= Gerald Eckert =

German composer, cellist, and painter

Gerald Eckert (born 27 December 1960) is a German composer, cellist, and painter. He currently lives in Eckernförde.

==Biography==
Eckert, born in Nuremberg, studied mathematics at the University of Erlangen, violoncello and conducting at the conservatory of Nürnberg. Then he studied of composition with Nicolaus A. Huber and Walter Zimmermann and electroacoustic composition at the Folkwang-Hochschule Essen.

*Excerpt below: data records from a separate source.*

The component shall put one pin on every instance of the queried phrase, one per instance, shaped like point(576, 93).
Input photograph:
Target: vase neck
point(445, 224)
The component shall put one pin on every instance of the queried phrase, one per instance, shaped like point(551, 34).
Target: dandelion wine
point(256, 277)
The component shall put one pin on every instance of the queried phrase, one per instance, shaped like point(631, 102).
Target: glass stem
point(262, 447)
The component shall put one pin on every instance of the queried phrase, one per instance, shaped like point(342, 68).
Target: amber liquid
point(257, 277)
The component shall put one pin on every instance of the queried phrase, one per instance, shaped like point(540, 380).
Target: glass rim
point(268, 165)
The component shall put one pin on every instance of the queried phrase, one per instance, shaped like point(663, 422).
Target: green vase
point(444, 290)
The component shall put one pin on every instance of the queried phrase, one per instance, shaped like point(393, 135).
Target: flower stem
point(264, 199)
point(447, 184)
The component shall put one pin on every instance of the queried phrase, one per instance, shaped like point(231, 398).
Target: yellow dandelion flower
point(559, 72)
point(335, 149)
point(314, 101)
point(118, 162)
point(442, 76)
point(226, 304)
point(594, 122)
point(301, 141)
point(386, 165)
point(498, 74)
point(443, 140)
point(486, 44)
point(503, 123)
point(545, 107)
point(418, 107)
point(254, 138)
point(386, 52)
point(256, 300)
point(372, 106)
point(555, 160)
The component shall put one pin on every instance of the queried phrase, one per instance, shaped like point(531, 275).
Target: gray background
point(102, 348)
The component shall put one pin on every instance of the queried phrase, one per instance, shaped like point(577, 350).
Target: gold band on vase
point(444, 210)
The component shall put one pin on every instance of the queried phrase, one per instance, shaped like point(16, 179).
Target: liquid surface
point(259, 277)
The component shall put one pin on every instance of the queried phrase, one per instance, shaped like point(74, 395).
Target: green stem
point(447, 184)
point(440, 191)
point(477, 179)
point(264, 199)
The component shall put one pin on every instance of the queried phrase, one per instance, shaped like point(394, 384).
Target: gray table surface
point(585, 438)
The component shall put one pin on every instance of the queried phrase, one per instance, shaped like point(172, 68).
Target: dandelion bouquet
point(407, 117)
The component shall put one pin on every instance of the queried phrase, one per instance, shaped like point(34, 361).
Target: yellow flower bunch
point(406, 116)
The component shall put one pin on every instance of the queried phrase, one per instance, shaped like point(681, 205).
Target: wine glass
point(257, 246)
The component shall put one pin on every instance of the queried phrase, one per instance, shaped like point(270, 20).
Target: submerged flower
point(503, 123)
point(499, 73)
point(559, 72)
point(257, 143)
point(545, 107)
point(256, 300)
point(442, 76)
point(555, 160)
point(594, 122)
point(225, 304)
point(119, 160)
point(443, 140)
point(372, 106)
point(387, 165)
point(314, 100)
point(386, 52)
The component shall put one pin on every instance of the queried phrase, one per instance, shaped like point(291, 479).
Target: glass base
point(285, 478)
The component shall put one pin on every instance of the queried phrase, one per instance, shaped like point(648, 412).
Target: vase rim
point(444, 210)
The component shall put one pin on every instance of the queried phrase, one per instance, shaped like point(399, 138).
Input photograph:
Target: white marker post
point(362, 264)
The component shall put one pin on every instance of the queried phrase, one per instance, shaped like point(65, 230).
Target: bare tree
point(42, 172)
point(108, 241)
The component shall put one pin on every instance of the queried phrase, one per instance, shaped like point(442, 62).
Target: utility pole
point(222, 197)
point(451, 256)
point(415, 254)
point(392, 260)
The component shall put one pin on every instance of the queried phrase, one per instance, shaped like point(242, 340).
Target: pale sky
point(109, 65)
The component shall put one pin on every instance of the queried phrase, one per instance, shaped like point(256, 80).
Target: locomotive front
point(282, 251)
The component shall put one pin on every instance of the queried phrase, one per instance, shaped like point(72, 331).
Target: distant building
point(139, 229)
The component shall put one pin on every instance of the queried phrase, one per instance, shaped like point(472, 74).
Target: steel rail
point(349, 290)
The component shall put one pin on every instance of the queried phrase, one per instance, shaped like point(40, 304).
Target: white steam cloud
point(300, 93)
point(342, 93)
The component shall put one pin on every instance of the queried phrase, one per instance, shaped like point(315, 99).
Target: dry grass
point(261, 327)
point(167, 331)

Composition courses with James Dillon, Brian Ferneyhough and Jonathan Harvey.
1995 he received a scholarship of the Fondation Royaumont/France. 1996/97 work as visiting scholar at the CCRMA of the Stanford University/US. 1998 he was guest professor at Darmstadt and at Akiyoshidai/Japan. 1999 he received a scholarship of the Heinrich-Strobel-Fondation, 2000/02 he was lecturer at the TU Darmstadt.
2000 he realized a dance project with Dyane Neiman. 2006 he was composer in residence at the festival for contemporary music at Zurich/Switzerland. 2008 he realized together with the academy of the arts Berlin a project for choir, dancers, ensemble, video and electronics.

He received various prizes and awards: Gulbenkian Prize '93, NDR-Prize '94, Kranichsteiner Musikpreis '96, nomination for the ICMC '96 Hong-Kong and '03 Singapore, composition award of the "Biennale Hannover" '97, "S. Martirano Competition" USA 2003, 1st prize of Bourges 2003, nomination for the world-music-days '95 and '04, 1st prize of Stuttgart 2005, a scholarship for Venice 2006 and for Los Angeles 2010.

As cello player various recordings on different broadcasting stations of works by John Cage, Morton Feldman, Hans Zender, a.o.

Since 1989 work on paintings. Exhibitions and installations.